Distribution-based dimensionality reduction applied to articulated motion recognition.

Full Abstract

Some articulated motion representations rely on frame-wise abstractions of the statistical distribution of low-level features such as orientation, color, or relational distributions. As configuration among parts changes with articulated motion, the distribution changes, tracing a trajectory in the latent space of distributions, which we call the configuration space. These trajectories can then be used for recognition using standard techniques such as dynamic time warping. The core theory in this paper concerns embedding the frame-wise distributions, which can be looked upon as probability functions, into a low-dimensional space so that we can estimate various meaningful probabilistic distances such as the Chernoff, Bhattacharya, Matusita, Kullback-Leibler (KL) or symmetric-KL distances based on dot products between points in this space. Apart from computational advantages, this representation also affords speed-normalized matching of motion signatures. Speed normalized representations can be formed by interpolating the configuration trajectories along their arc lengths, without using any knowledge of the temporal scale variations between the sequences. We experiment with five different probabilistic distance measures and show the usefulness of the representation in three different contexts-sign recognition (with large number of possible classes), gesture recognition (with person variations), and classification of human-human interaction sequences (with segmentation problems). We find the importance of using the right distance measure for each situation. The low-dimensional embedding makes matching two to three times faster, while achieving recognition accuracies that are close to those obtained without using a low-dimensional embedding. We also empirically establish the robustness of the representation with respect to low-level parameters, embedding parameters, and temporal-scale parameters.

 

Author information

Author/s: Nayak, Sunita (S); Sarkar, Sudeep (S); Loeding, Barbara (B);

Affiliation: Photometria Inc., 4320 La Jolla Village Dr. #205, San Diego, CA 92122, USA. snayak(-atsign-)photometria.com

Journal and publication information

Publication Type: Journal Article; Research Support, U.S. Gov't, Non-P.H.S.

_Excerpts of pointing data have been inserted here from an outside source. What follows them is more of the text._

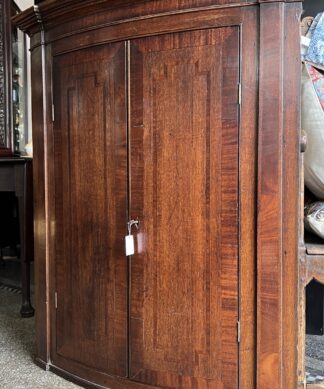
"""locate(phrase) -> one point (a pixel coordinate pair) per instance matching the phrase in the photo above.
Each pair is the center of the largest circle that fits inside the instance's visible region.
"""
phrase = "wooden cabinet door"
(184, 191)
(90, 196)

Journal: IEEE transactions on pattern analysis and machine intelligence (IEEE Trans Pattern Anal Mach Intell), published in United States. (Language: eng)

Reference: 2009-May; vol 31 (issue 5) : pp 795-810

Dates: Created 2009/03/20; Completed 2009/06/10;

PMID: 19299856, status: MEDLINE (last retrieval date: 6/10/2009, IMS Date: 10 Jun 2009 00:00:00)

Sourced from the National Library of Medicine. Abstract text and other information may be subject to copyright.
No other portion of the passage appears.